My instructor for the lab is Dr. Cutty. Well, that's not his real name, but it sounds very close to that. Anyway, he's this late middle aged HIGH-larious, half perverted guy. We were in the review portion of the class before our first lab exam and he was doing a demonstration of the male reproductive organs. He dissected one of the organs and some fluid started seeping out of it and he casually mentioned that it was probably seminal fluid that is naturally found in that organ. One of the guys in the lab, Fody-cent saw it and said in a nausea-laden voice that he needed to go to the men's room. Without a pause or even looking up from the table, Dr. Cutty said "Looks like Fody-cent is going to go get rid of a little seminal fluid himself". Ah yes, crass medical gallows humor at it's best.

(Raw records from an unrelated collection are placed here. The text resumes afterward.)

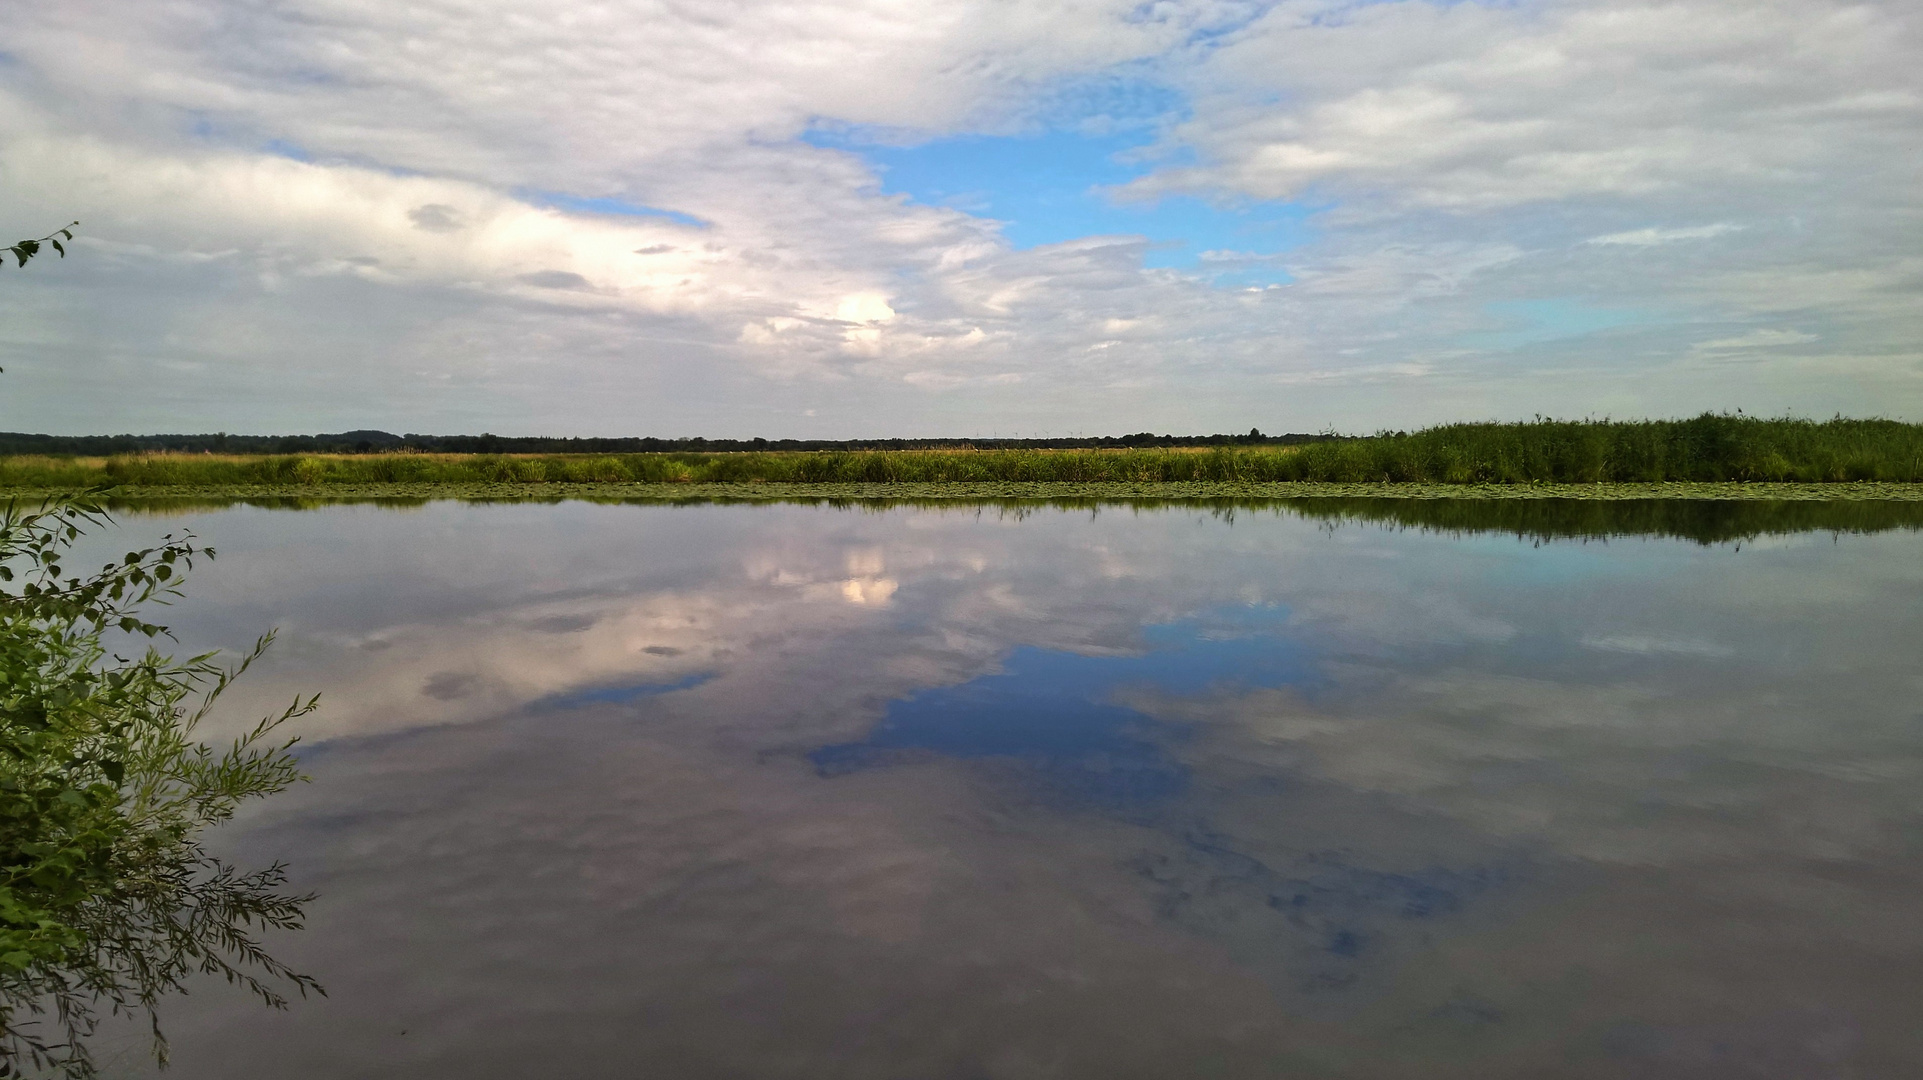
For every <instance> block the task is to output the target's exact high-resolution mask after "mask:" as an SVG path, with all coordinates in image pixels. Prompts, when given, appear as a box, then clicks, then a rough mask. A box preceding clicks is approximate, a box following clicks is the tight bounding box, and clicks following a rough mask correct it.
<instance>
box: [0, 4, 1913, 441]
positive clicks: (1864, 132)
mask: <svg viewBox="0 0 1923 1080" xmlns="http://www.w3.org/2000/svg"><path fill="white" fill-rule="evenodd" d="M481 25H487V27H494V29H496V31H498V33H488V35H479V33H475V27H481ZM0 31H4V33H6V40H8V56H10V60H8V61H6V63H4V65H0V194H4V198H6V206H8V208H10V213H12V215H17V217H19V219H23V223H21V229H23V231H27V229H31V223H37V221H54V223H58V221H67V219H71V217H81V221H83V229H81V236H83V238H85V244H87V246H83V248H81V250H79V252H77V256H83V258H77V259H67V261H65V263H60V265H54V267H50V269H46V271H44V273H38V271H40V269H42V267H35V271H37V273H31V275H29V273H23V275H21V277H19V279H17V281H15V282H13V284H17V286H19V288H10V290H6V292H4V294H0V348H6V350H8V352H12V354H15V356H21V357H33V359H31V361H29V363H8V375H6V377H8V379H10V392H8V394H6V396H4V398H0V427H46V429H54V430H125V429H138V430H162V429H210V430H217V429H227V430H242V429H244V430H313V429H340V427H369V425H371V427H392V429H396V430H410V429H412V430H423V429H440V430H460V429H488V430H515V432H535V430H542V432H560V434H629V432H640V430H646V432H656V434H694V432H710V434H723V432H735V434H769V436H779V434H815V436H852V434H908V432H937V430H942V432H954V434H975V432H985V429H986V432H992V430H996V429H1000V430H1011V429H1015V430H1035V432H1042V430H1048V432H1067V430H1142V429H1158V430H1179V429H1186V430H1246V429H1248V427H1250V425H1256V427H1261V429H1263V430H1304V429H1317V427H1325V425H1331V423H1335V425H1340V427H1348V429H1363V430H1367V429H1375V427H1381V425H1398V427H1406V425H1411V423H1425V421H1438V419H1454V417H1461V415H1477V417H1486V415H1492V413H1494V415H1529V413H1536V411H1575V413H1583V411H1590V409H1598V407H1604V409H1611V411H1617V413H1619V415H1621V413H1673V411H1694V409H1702V407H1735V405H1744V407H1750V409H1752V411H1781V409H1810V411H1823V413H1827V411H1831V409H1840V411H1879V413H1885V415H1910V413H1917V411H1919V409H1923V386H1919V373H1923V354H1919V352H1917V346H1915V342H1917V340H1919V334H1923V315H1919V306H1917V304H1915V300H1917V294H1919V292H1923V263H1919V261H1917V259H1915V256H1913V252H1915V250H1917V242H1919V240H1923V209H1919V206H1917V200H1915V190H1923V167H1919V165H1917V161H1915V156H1913V154H1910V152H1908V148H1911V146H1913V144H1915V142H1917V138H1923V119H1919V117H1923V111H1919V102H1923V75H1919V73H1917V69H1915V65H1913V63H1910V61H1908V58H1910V56H1913V54H1915V48H1917V33H1919V15H1917V13H1915V12H1913V10H1911V6H1906V4H1896V2H1871V4H1842V2H1840V0H1836V2H1833V0H1817V2H1813V4H1786V2H1777V0H1769V2H1763V4H1756V6H1752V8H1748V10H1746V12H1742V15H1740V17H1736V15H1735V13H1731V12H1729V8H1727V6H1725V4H1717V2H1711V0H1679V2H1675V4H1663V6H1652V4H1636V2H1629V0H1558V2H1552V4H1542V6H1483V4H1450V6H1436V4H1427V2H1421V0H1396V2H1386V4H1367V6H1348V4H1321V2H1311V0H1288V2H1283V4H1267V6H1263V4H1233V2H1217V0H1181V2H1169V4H1158V6H1152V8H1140V6H1138V4H1133V2H1121V0H1061V2H1050V4H1025V6H1019V8H1015V10H1010V8H1006V6H1002V4H990V2H986V0H981V2H963V4H952V6H944V8H942V10H940V12H935V13H931V12H913V13H910V12H906V10H902V8H896V6H892V4H885V2H881V0H846V2H829V0H817V2H800V4H785V6H777V8H721V10H713V12H706V10H704V12H700V13H696V12H694V10H687V8H673V6H660V8H637V10H617V8H604V6H579V8H567V6H563V10H560V12H556V10H550V8H548V6H538V4H533V0H512V2H506V4H479V2H477V0H475V2H469V0H456V2H450V4H437V6H379V4H369V2H358V0H342V2H327V4H321V2H319V0H296V2H292V4H279V6H235V4H219V2H215V0H183V2H179V4H167V6H150V4H133V2H106V4H63V6H25V8H10V10H8V12H6V13H4V15H0ZM535 58H540V60H538V61H537V60H535ZM1142 102H1148V106H1142ZM1131 110H1135V111H1131ZM1144 110H1146V111H1144ZM1117 117H1119V119H1117ZM821 129H862V131H865V133H871V135H875V136H877V138H896V140H900V142H904V144H913V142H917V140H937V138H946V136H965V135H1010V133H1029V131H1123V129H1127V131H1136V133H1142V138H1144V140H1148V142H1146V144H1144V146H1140V148H1136V150H1135V152H1131V161H1129V169H1133V171H1135V173H1136V175H1138V177H1140V179H1136V181H1135V183H1133V184H1131V186H1127V188H1123V190H1121V192H1119V194H1121V196H1125V198H1160V196H1167V194H1183V196H1194V198H1200V200H1208V202H1210V204H1211V206H1215V211H1219V213H1223V215H1235V213H1238V211H1242V209H1250V208H1252V206H1254V204H1256V202H1261V200H1277V198H1286V200H1300V206H1292V208H1283V209H1285V211H1286V215H1288V217H1290V219H1304V225H1302V229H1300V236H1296V238H1292V240H1290V244H1294V246H1288V248H1285V250H1279V252H1265V254H1261V256H1235V254H1229V252H1215V256H1217V258H1211V259H1204V261H1202V263H1200V265H1198V267H1196V269H1192V271H1179V269H1165V267H1154V265H1148V263H1150V261H1154V250H1152V246H1150V244H1148V242H1146V240H1144V238H1142V236H1127V234H1121V236H1106V234H1104V236H1077V238H1069V240H1065V242H1060V244H1044V246H1036V248H1029V250H1015V248H1013V246H1011V244H1010V242H1008V238H1006V236H1004V225H1002V223H998V221H990V219H985V217H979V215H973V213H967V211H965V209H958V208H954V206H921V204H917V202H913V200H910V198H906V196H898V194H887V192H885V190H883V179H885V177H883V175H881V173H879V171H877V167H875V165H873V163H871V161H869V160H865V158H863V156H860V154H856V152H850V150H844V148H835V146H823V144H817V142H819V140H810V138H806V135H808V133H810V131H821ZM1044 186H1046V188H1048V190H1061V192H1071V194H1073V192H1075V190H1079V188H1077V181H1075V177H1065V179H1063V177H1056V179H1050V183H1048V184H1044ZM1044 209H1046V208H1040V209H1036V213H1042V211H1044ZM1269 209H1273V208H1269ZM1652 221H1656V223H1690V221H1696V223H1706V225H1650V223H1652ZM23 234H25V233H23ZM1292 236H1294V233H1292ZM1710 238H1715V240H1717V242H1715V244H1688V242H1685V240H1710ZM1650 252H1660V254H1661V256H1660V258H1652V256H1650ZM1515 302H1558V304H1575V306H1583V307H1594V309H1635V311H1638V313H1642V319H1640V321H1638V325H1636V327H1635V329H1633V332H1631V331H1623V332H1615V334H1611V338H1610V352H1608V356H1604V354H1600V352H1594V348H1592V346H1594V340H1592V338H1590V336H1583V334H1573V336H1569V338H1558V340H1554V342H1531V344H1527V348H1525V346H1513V344H1504V346H1498V344H1492V342H1494V340H1496V338H1494V336H1492V325H1490V315H1488V311H1490V309H1492V307H1490V306H1498V307H1500V306H1502V304H1515ZM1115 325H1127V327H1129V329H1127V331H1115V329H1113V327H1115ZM1704 325H1736V327H1744V331H1779V332H1810V334H1815V340H1811V342H1808V344H1810V346H1811V350H1808V354H1806V356H1800V357H1788V356H1761V354H1760V356H1758V359H1756V363H1754V365H1746V367H1744V369H1742V373H1740V375H1729V371H1727V369H1725V371H1723V373H1721V375H1717V377H1710V375H1704V373H1702V371H1700V367H1698V365H1694V359H1692V357H1698V356H1700V350H1698V348H1696V344H1694V342H1696V340H1698V338H1700V336H1702V332H1700V327H1704ZM1825 365H1829V367H1825ZM1836 371H1848V373H1850V377H1848V379H1838V377H1835V375H1833V373H1836ZM290 380H292V382H290ZM288 384H298V386H300V388H302V392H300V394H296V396H288V394H287V392H285V388H287V386H288ZM1281 386H1288V388H1290V392H1286V394H1277V392H1275V390H1277V388H1281ZM375 388H377V390H375ZM1917 415H1923V413H1917ZM746 429H756V430H746Z"/></svg>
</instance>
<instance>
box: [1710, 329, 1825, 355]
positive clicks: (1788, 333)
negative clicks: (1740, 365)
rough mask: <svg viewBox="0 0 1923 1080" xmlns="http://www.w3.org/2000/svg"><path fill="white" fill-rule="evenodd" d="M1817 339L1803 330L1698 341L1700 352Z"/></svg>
mask: <svg viewBox="0 0 1923 1080" xmlns="http://www.w3.org/2000/svg"><path fill="white" fill-rule="evenodd" d="M1813 340H1817V338H1815V334H1806V332H1802V331H1750V332H1748V334H1736V336H1733V338H1717V340H1713V342H1698V344H1696V350H1700V352H1725V350H1752V348H1777V346H1802V344H1810V342H1813Z"/></svg>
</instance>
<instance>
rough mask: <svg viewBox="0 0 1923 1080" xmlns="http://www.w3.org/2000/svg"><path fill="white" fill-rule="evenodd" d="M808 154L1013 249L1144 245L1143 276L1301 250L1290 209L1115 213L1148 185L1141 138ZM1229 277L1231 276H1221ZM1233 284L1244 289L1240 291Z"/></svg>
mask: <svg viewBox="0 0 1923 1080" xmlns="http://www.w3.org/2000/svg"><path fill="white" fill-rule="evenodd" d="M806 138H808V142H810V144H813V146H825V148H837V150H848V152H854V154H860V156H862V158H863V160H865V161H867V163H869V165H873V169H875V173H877V175H879V177H881V188H883V190H885V192H888V194H904V196H908V198H910V200H913V202H919V204H925V206H946V208H954V209H960V211H963V213H971V215H977V217H992V219H996V221H1002V223H1004V225H1002V234H1004V236H1008V240H1010V242H1011V244H1013V246H1015V248H1038V246H1044V244H1061V242H1065V240H1079V238H1083V236H1117V234H1133V236H1146V238H1148V240H1150V250H1148V256H1146V259H1144V261H1146V265H1150V267H1179V269H1188V271H1196V269H1200V271H1204V273H1208V269H1210V265H1208V263H1202V261H1200V258H1198V256H1202V252H1250V254H1258V256H1273V254H1277V252H1283V250H1288V248H1294V246H1298V244H1302V242H1304V238H1306V233H1308V227H1306V225H1304V219H1306V217H1308V213H1310V209H1308V208H1302V206H1294V204H1275V202H1263V204H1246V206H1213V204H1210V202H1206V200H1200V198H1194V196H1163V198H1158V200H1154V202H1121V200H1115V198H1113V194H1111V188H1119V186H1121V184H1125V183H1129V181H1133V179H1136V177H1142V175H1148V173H1150V163H1146V161H1142V160H1138V158H1136V154H1138V152H1140V150H1142V148H1144V146H1146V144H1148V142H1150V135H1148V133H1144V131H1140V129H1131V131H1121V133H1106V135H1096V133H1085V131H1071V129H1058V131H1048V133H1042V135H965V136H952V138H937V140H929V142H919V144H912V146H900V144H888V142H883V140H881V138H877V136H873V135H871V133H863V131H860V129H850V131H812V133H810V135H808V136H806ZM1225 273H1227V271H1225ZM1233 273H1238V275H1242V277H1260V279H1261V281H1263V282H1267V281H1286V275H1283V273H1281V269H1267V267H1250V265H1236V267H1233ZM1238 284H1240V281H1238Z"/></svg>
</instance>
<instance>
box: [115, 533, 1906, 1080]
mask: <svg viewBox="0 0 1923 1080" xmlns="http://www.w3.org/2000/svg"><path fill="white" fill-rule="evenodd" d="M1331 505H1333V503H1331ZM1598 505H1602V503H1598ZM1738 509H1742V507H1736V509H1729V507H1721V509H1719V507H1704V505H1696V507H1688V505H1671V507H1667V509H1665V507H1654V509H1652V507H1648V505H1640V507H1638V505H1625V507H1617V509H1596V507H1585V509H1581V515H1577V517H1571V519H1569V521H1561V523H1560V525H1558V523H1556V521H1550V519H1544V515H1546V513H1548V515H1550V517H1554V513H1552V511H1550V509H1542V507H1535V509H1529V507H1523V509H1517V507H1513V505H1511V507H1488V509H1486V513H1481V517H1477V513H1479V511H1475V507H1463V505H1461V503H1456V505H1448V507H1440V509H1438V507H1436V505H1433V503H1431V505H1427V507H1421V505H1410V507H1398V505H1396V503H1348V507H1346V509H1344V513H1342V515H1338V517H1329V511H1323V513H1321V515H1315V513H1308V515H1306V513H1300V511H1296V509H1285V507H1273V509H1248V507H1242V509H1240V511H1235V513H1229V511H1208V509H1196V507H1161V509H1127V507H1106V509H1100V511H1090V509H1065V507H1029V509H1008V507H948V509H927V507H923V509H917V507H896V509H848V507H840V509H837V507H829V505H696V507H663V505H590V503H558V505H513V503H504V505H462V503H429V505H423V507H412V509H392V507H375V505H337V507H327V509H319V511H304V513H294V511H275V509H260V507H231V509H202V511H181V513H175V515H142V513H135V515H127V517H123V521H121V527H119V528H121V534H123V536H127V538H131V536H146V534H158V532H162V530H165V528H173V527H181V525H187V527H190V528H194V530H196V532H198V534H200V536H202V538H204V540H208V542H212V544H213V546H217V548H219V550H221V557H219V561H217V563H213V565H212V567H208V569H206V571H200V573H196V575H194V580H192V586H190V600H188V601H185V603H181V605H177V607H175V609H173V613H171V621H173V625H175V626H177V630H179V634H181V638H183V648H194V646H244V644H246V642H248V640H250V638H252V636H254V634H256V632H260V630H263V628H267V626H281V642H279V644H277V646H275V651H273V653H271V661H269V663H267V665H265V667H262V669H258V671H256V673H254V675H250V676H248V680H246V682H244V684H242V688H240V696H238V698H237V701H235V707H233V709H229V711H227V713H225V715H223V723H225V724H238V723H242V721H248V719H254V717H258V713H262V711H267V709H269V707H277V705H281V703H285V700H288V698H290V696H292V694H294V692H296V690H321V692H323V713H321V715H319V717H313V719H312V721H310V723H308V728H306V732H308V734H306V751H304V761H306V767H308V771H310V773H312V776H313V782H312V784H308V786H302V788H300V790H296V792H292V794H288V796H283V798H279V799H277V801H273V803H269V805H263V807H260V809H258V811H256V813H254V815H250V817H248V819H244V821H242V822H238V824H235V826H231V828H229V830H225V844H227V846H229V847H231V849H233V851H235V853H237V855H240V857H242V859H250V861H256V863H262V861H271V859H287V861H288V863H290V865H292V872H294V880H296V886H300V888H312V890H315V892H319V894H321V899H317V901H315V903H313V905H312V909H310V911H312V924H310V930H306V932H302V934H294V936H288V938H283V940H277V942H275V949H277V953H281V955H283V957H285V959H288V961H292V963H294V965H296V967H300V969H302V970H310V972H313V974H317V976H319V978H321V980H323V982H325V984H327V990H329V997H327V999H315V1001H306V1003H296V1007H294V1009H292V1011H290V1013H285V1015H281V1013H267V1011H263V1009H260V1007H258V1005H254V1003H252V1001H248V999H246V997H242V995H240V994H238V992H235V990H231V988H227V986H223V984H208V986H200V988H196V992H194V994H192V995H190V997H185V999H173V1001H169V1003H167V1009H165V1011H163V1015H162V1017H163V1020H165V1022H167V1028H169V1034H171V1036H173V1043H175V1049H173V1053H175V1068H173V1070H171V1074H173V1076H192V1078H250V1080H252V1078H262V1076H283V1078H306V1076H313V1078H323V1076H325V1078H346V1076H410V1078H488V1076H504V1078H506V1076H515V1078H521V1076H663V1078H708V1076H742V1078H748V1076H752V1078H763V1076H769V1078H790V1076H792V1078H877V1080H881V1078H1008V1080H1019V1078H1042V1076H1063V1078H1085V1076H1086V1078H1125V1076H1144V1078H1148V1076H1154V1078H1175V1076H1344V1078H1454V1076H1461V1078H1510V1076H1515V1078H1523V1076H1527V1078H1538V1076H1571V1078H1590V1076H1594V1078H1669V1076H1677V1078H1685V1076H1686V1078H1721V1076H1756V1078H1771V1080H1775V1078H1833V1076H1835V1078H1856V1076H1860V1078H1883V1076H1919V1074H1923V1022H1919V1017H1923V663H1919V659H1917V657H1919V653H1923V648H1919V642H1923V532H1917V528H1915V525H1917V521H1908V519H1906V517H1904V513H1900V511H1890V513H1886V515H1883V517H1875V513H1871V511H1863V509H1861V507H1858V509H1850V511H1848V513H1854V515H1858V517H1852V519H1850V521H1842V525H1844V527H1846V530H1842V532H1836V530H1833V528H1829V527H1825V523H1823V521H1821V519H1819V517H1821V515H1819V511H1810V509H1794V507H1792V511H1794V513H1792V515H1790V517H1781V515H1777V517H1769V521H1765V523H1763V525H1767V528H1781V530H1777V532H1769V530H1767V528H1765V530H1763V532H1761V534H1756V532H1758V530H1760V528H1763V527H1760V525H1758V521H1763V519H1760V517H1756V515H1765V517H1767V513H1773V511H1765V509H1758V507H1748V509H1742V513H1748V515H1750V517H1733V515H1736V513H1738ZM1786 513H1788V511H1786ZM1796 513H1800V515H1802V517H1794V515H1796ZM1811 513H1815V515H1817V517H1810V515H1811ZM1863 513H1871V519H1873V521H1871V519H1861V515H1863ZM1438 515H1440V517H1438ZM1517 515H1523V517H1517ZM1531 515H1533V517H1531ZM1585 515H1586V517H1585ZM1611 515H1613V517H1611ZM1890 515H1894V517H1890ZM1565 517H1567V515H1565ZM1915 517H1919V515H1915V513H1910V519H1915ZM1367 519H1373V521H1367ZM1558 521H1560V519H1558ZM1865 521H1867V525H1865ZM1425 523H1427V525H1425ZM1611 523H1613V525H1611ZM1771 523H1773V525H1771ZM1785 523H1788V525H1785ZM1829 525H1836V523H1835V521H1833V523H1829ZM1435 527H1438V528H1435ZM1804 527H1815V528H1813V530H1798V528H1804ZM1861 528H1867V530H1861ZM1610 532H1617V534H1615V536H1610V538H1604V534H1610ZM1636 532H1642V534H1636ZM113 542H115V544H117V542H119V540H113ZM140 1053H144V1047H142V1045H140V1043H138V1042H137V1040H127V1042H125V1045H123V1049H121V1051H119V1059H117V1061H119V1065H117V1068H119V1070H123V1072H129V1074H131V1072H137V1070H138V1068H140V1065H138V1061H140Z"/></svg>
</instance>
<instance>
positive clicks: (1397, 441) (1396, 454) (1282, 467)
mask: <svg viewBox="0 0 1923 1080" xmlns="http://www.w3.org/2000/svg"><path fill="white" fill-rule="evenodd" d="M1710 480H1761V482H1854V480H1881V482H1923V425H1906V423H1898V421H1846V419H1835V421H1825V423H1813V421H1796V419H1773V421H1761V419H1748V417H1715V415H1702V417H1696V419H1690V421H1636V423H1613V421H1579V423H1560V421H1538V423H1523V425H1496V423H1483V425H1448V427H1436V429H1427V430H1419V432H1385V434H1377V436H1369V438H1342V440H1331V442H1311V444H1302V446H1219V448H1208V450H1202V448H1131V450H856V452H848V450H833V452H746V454H521V455H508V454H308V455H294V454H279V455H271V454H263V455H212V454H200V455H194V454H133V455H117V457H44V455H42V457H35V455H19V457H0V488H54V486H94V484H123V486H142V488H154V486H210V484H256V486H288V488H333V486H340V484H688V482H710V484H746V482H775V484H906V482H927V484H956V482H975V484H981V482H1075V484H1131V482H1231V484H1265V482H1435V484H1529V482H1583V484H1588V482H1710Z"/></svg>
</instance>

So that's about it. I also get down to "The City" occasionally. Every so often I go to the NYC Public Library to study. You may remember it as the building in Ghostbusters where the lion statues come to life.
I also hang out with med school buddies there. Here is me keeping it real with my west-side pride on the right coast. That's Fody-cent with the Budwiser. Great taste in beer that kid. Well, until next time, Mahalo.

Oops, I almost forgot to mention the cute little caffiene monkey I loaded onto my back along the way. I had been clean for about 8 months prior to starting school. No BS, I kicked a 6-pack a day Diet Coke habit last winter and since August, have relapsed to the Diet Coke addiction, and added occasional coffee for good measure. This morning I drank 24 ounces of Mt Dew in about 38 seconds. Now I'm strung so tight when I scratch my pubes they sound like guitar strings plucked at the top by the tuning knobs.

1.02.2006

"I want one in each hand and then I'm going to blow"

Happy New Year to all. A good resolution would be to be more attentive to my blog. We'll see. I'm going to give it a shot. I'm sure the three of you that still check here occasionally are beside yourselves with glee.